No one is asking that persons studying children’s
literature at the level of higher education should be instant authorities
on the entire subject, but the reading-base from which they operate
looks too astonishingly narrow. On the evidence of the short-winded
exchanges that take the place of the living intensity of a bar-room,
the “research community” seems to rely on its own childhood
reading and the more newsworthy titles of the last few years. As
Samuel Johnson might say, there’s no bottom in that.
Furthermore, there is no individual rhetoric. A
couple of pints of best bitter can work wonders for eloquence, but
the cramped cells of a chat-room inspire only the banal monologue
of schoolchildren’s letters home. Where’s the intellectual
excitement? Some passionate thinking wrenched away from everyperson’s
platitudes? (One of the greatest editors I know once claimed that
she would personally wring the neck of the next reviewer who began
a piece, “This interesting book . . .”)
A model is available. True, it is beyond my, and
probably your, aspirations but it shows how the conventions of our
subject may be pieced with ideas about the force of literature brought
into harmony with ideas about the growth of a child’s understanding.
The Natural History of Make-Believe (Oxford, 1996) is one
of the few sustainedly absorbing books that we have on imaginative
literature for children. It is a guide which leads us from the Proverbs
of Solomon to the fables of Max, Charlotte, and Pogo of Okefenokee,
and every work it touches upon is illuminated — or sometimes
eviscerated — with perception and wit. It’s hard to
single out examples since the whole book is exemplary, whether in
its own shimmering prose (Pinocchio as “a wastrel’s
comic parable of childhood”; Rackham as “poseur of the
Dark Sublime”), or in its continually apt juxtapositions (Dr.

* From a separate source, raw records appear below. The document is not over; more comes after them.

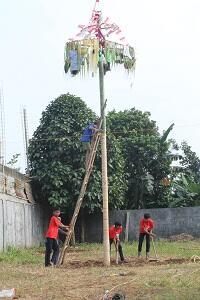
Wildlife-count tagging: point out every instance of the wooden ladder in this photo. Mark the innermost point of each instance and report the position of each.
(89, 167)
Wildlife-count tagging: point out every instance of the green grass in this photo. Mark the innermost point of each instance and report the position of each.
(24, 269)
(22, 256)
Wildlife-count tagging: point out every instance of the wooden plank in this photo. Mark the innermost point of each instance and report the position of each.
(127, 225)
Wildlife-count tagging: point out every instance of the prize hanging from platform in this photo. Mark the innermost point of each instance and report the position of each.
(82, 53)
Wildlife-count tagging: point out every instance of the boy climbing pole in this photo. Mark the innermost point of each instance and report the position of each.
(52, 239)
(88, 133)
(146, 226)
(114, 232)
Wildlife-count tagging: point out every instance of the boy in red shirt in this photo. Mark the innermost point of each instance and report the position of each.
(114, 232)
(51, 239)
(146, 227)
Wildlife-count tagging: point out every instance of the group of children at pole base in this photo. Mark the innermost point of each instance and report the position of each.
(146, 226)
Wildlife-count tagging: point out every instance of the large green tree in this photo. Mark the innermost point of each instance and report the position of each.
(57, 158)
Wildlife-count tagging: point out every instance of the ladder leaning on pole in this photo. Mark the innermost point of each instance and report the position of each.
(89, 167)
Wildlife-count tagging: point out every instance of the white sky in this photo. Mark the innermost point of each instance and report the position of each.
(165, 34)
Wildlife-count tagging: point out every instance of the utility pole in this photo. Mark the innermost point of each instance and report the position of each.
(26, 138)
(106, 244)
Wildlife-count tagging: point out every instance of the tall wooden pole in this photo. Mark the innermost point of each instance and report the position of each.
(106, 244)
(26, 138)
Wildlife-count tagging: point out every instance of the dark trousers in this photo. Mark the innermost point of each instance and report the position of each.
(51, 244)
(141, 239)
(119, 249)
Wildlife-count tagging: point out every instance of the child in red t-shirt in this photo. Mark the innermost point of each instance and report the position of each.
(146, 227)
(51, 239)
(114, 232)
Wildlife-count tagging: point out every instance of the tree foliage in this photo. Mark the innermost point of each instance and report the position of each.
(146, 157)
(138, 160)
(57, 158)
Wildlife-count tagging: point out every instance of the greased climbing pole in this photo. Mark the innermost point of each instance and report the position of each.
(90, 163)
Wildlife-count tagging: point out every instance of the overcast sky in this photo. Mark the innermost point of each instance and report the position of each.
(165, 34)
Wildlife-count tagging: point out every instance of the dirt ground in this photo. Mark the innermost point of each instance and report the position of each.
(83, 276)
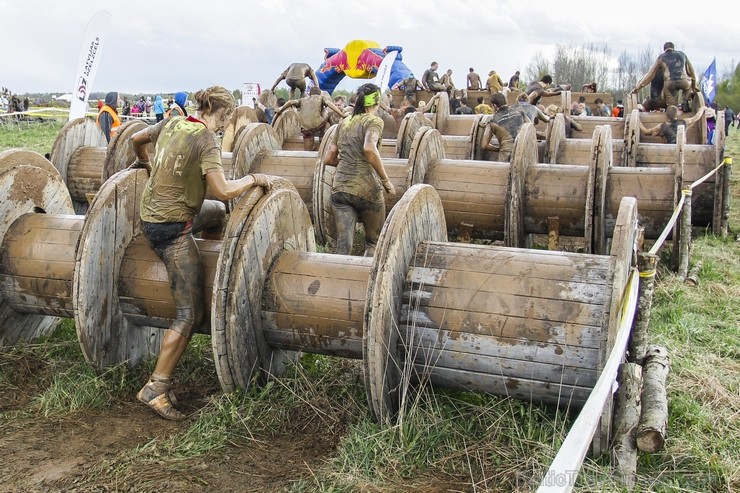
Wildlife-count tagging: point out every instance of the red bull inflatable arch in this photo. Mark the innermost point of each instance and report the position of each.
(359, 59)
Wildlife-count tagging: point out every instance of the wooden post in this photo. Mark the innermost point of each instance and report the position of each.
(726, 177)
(685, 235)
(693, 278)
(626, 419)
(553, 233)
(646, 264)
(654, 416)
(465, 233)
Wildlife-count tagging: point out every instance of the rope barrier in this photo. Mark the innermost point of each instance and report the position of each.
(677, 211)
(561, 476)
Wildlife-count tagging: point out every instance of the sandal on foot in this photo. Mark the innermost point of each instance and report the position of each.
(162, 405)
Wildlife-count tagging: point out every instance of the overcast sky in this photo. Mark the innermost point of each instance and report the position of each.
(163, 46)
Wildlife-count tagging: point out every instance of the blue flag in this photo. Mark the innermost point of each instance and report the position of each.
(709, 84)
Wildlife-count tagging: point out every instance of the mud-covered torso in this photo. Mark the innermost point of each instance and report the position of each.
(669, 130)
(675, 63)
(312, 111)
(184, 152)
(508, 121)
(354, 174)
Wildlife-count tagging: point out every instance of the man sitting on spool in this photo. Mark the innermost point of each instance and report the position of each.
(669, 129)
(314, 114)
(295, 76)
(678, 75)
(504, 125)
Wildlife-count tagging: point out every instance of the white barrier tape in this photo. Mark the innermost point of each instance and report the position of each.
(561, 476)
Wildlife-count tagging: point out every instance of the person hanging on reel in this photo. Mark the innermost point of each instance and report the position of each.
(360, 176)
(187, 161)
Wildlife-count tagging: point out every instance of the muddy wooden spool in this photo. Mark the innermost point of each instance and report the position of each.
(696, 160)
(56, 264)
(414, 312)
(259, 150)
(29, 184)
(509, 201)
(84, 158)
(577, 149)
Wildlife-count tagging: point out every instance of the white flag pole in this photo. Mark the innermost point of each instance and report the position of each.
(87, 64)
(383, 76)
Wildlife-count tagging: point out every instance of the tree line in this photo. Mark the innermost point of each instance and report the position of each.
(594, 62)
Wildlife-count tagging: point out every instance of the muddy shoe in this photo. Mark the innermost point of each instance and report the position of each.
(160, 403)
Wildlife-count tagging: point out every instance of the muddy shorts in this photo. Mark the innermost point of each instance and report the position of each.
(175, 246)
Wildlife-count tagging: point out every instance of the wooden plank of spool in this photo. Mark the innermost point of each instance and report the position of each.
(107, 337)
(28, 183)
(555, 136)
(287, 125)
(242, 116)
(417, 217)
(254, 139)
(77, 133)
(323, 213)
(601, 156)
(258, 231)
(525, 153)
(37, 259)
(410, 125)
(426, 149)
(622, 253)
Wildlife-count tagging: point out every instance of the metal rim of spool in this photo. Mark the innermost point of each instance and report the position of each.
(323, 183)
(32, 185)
(525, 154)
(417, 217)
(427, 148)
(601, 161)
(73, 135)
(106, 337)
(120, 151)
(252, 140)
(259, 229)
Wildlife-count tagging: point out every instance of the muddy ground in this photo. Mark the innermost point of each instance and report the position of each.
(86, 451)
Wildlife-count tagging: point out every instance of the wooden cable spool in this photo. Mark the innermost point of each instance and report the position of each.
(696, 160)
(524, 323)
(287, 126)
(530, 324)
(509, 201)
(85, 159)
(29, 184)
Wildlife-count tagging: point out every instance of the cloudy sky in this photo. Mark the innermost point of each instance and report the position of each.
(163, 46)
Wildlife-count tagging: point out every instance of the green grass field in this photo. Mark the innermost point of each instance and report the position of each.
(445, 441)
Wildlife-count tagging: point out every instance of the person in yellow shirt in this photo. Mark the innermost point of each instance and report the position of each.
(108, 119)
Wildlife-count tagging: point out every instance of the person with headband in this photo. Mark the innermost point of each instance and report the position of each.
(360, 176)
(187, 162)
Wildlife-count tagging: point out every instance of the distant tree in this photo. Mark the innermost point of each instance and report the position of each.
(578, 65)
(728, 90)
(537, 67)
(575, 65)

Seuss hatched out of the Quangle Wangle’s hat; the daringly-argued
parallels between Uncle Remus and Sis Beatrix), or in the whole
curve of its argument, which seeks to distinguish make-believe as
either “an education in the fullness of reality or a schooling
in intellectual fraud.” (The author’s battle with Lewis
Carroll on this score is rightly designated “a book-length
study in its own right.”)
I bring the work in here because its author, John
Goldthwaite, is the product of no faculty staff-room and no conference-bar.

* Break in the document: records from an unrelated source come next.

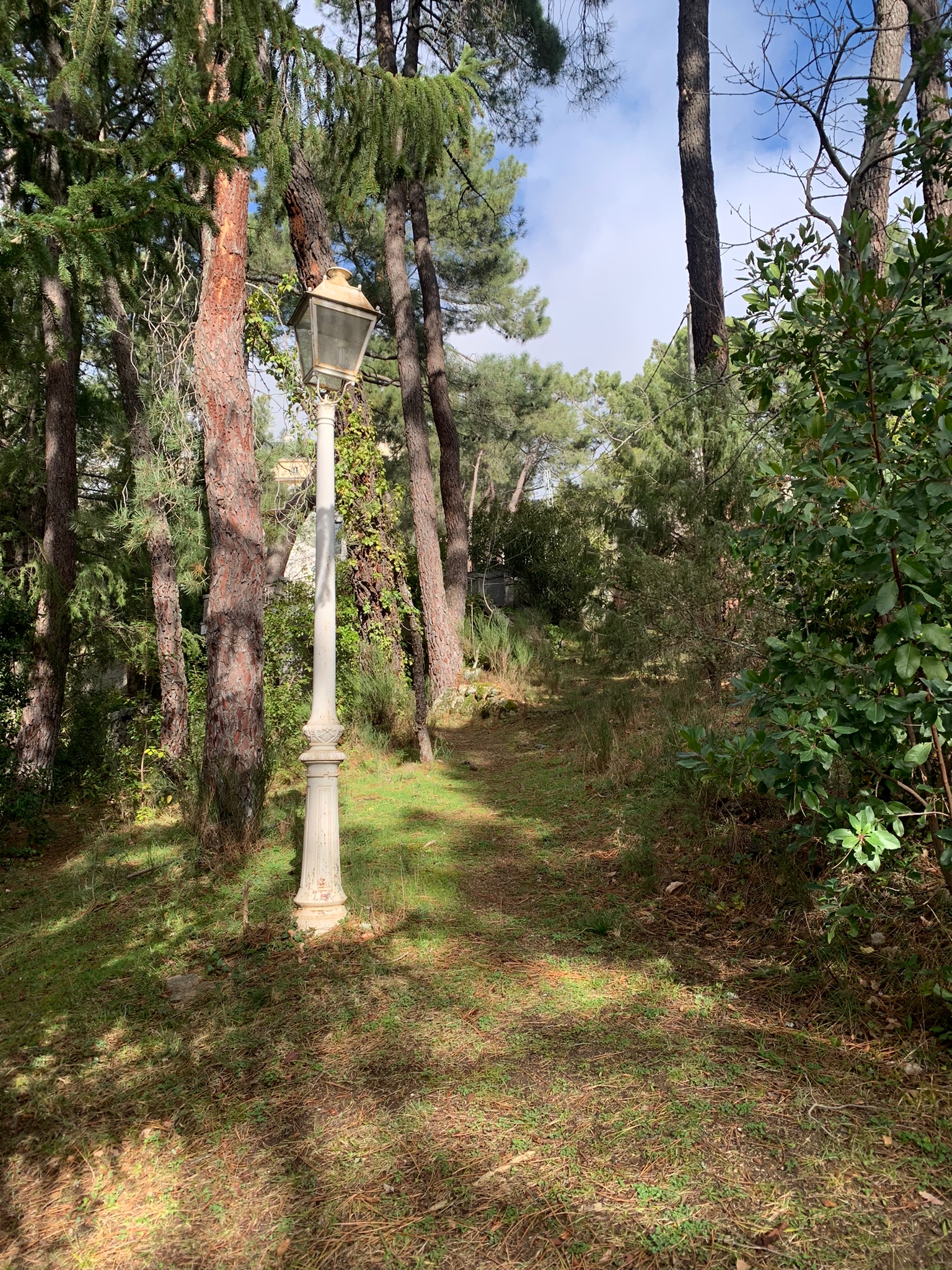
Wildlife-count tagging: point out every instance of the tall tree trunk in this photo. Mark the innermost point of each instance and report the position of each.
(367, 516)
(371, 525)
(451, 487)
(42, 714)
(531, 456)
(232, 769)
(418, 677)
(870, 190)
(472, 488)
(40, 723)
(162, 556)
(703, 239)
(307, 223)
(928, 52)
(442, 638)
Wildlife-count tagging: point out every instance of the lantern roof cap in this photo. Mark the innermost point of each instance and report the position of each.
(335, 286)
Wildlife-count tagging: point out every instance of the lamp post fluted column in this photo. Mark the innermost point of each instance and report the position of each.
(320, 900)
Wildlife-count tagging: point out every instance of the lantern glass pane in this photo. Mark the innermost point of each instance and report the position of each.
(340, 338)
(305, 347)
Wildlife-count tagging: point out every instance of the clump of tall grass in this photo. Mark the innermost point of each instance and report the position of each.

He is an American who moves with an enviable ease between the cultures
on both sides of the Atlantic and a writer whose concern is not
with place-hunting but with the mysteries of his craft. He and his
great book bring to mind what the late Francelia Butler was after
in 1972 when she began her crusade to bring children’s literature
into the circle of humane discourse. She noticed an embarrassing
triteness about the way the “experts” in the field conducted
their discussions and hoped that a more mature critical authority
might edge the subject towards the sunny uplands of academic respectability.
A laudable ambition, I’m sure, but to anyone aware of the
implications of the classic term litterae humaniores the
current evidence of mature debate is not only disheartening but
still very embarrassing.
STOP PRESS. Evelyn Waugh writes children’s
fantasy!
Soon after the above article was finished a PhD.
student (no less) applied to the “children-literature”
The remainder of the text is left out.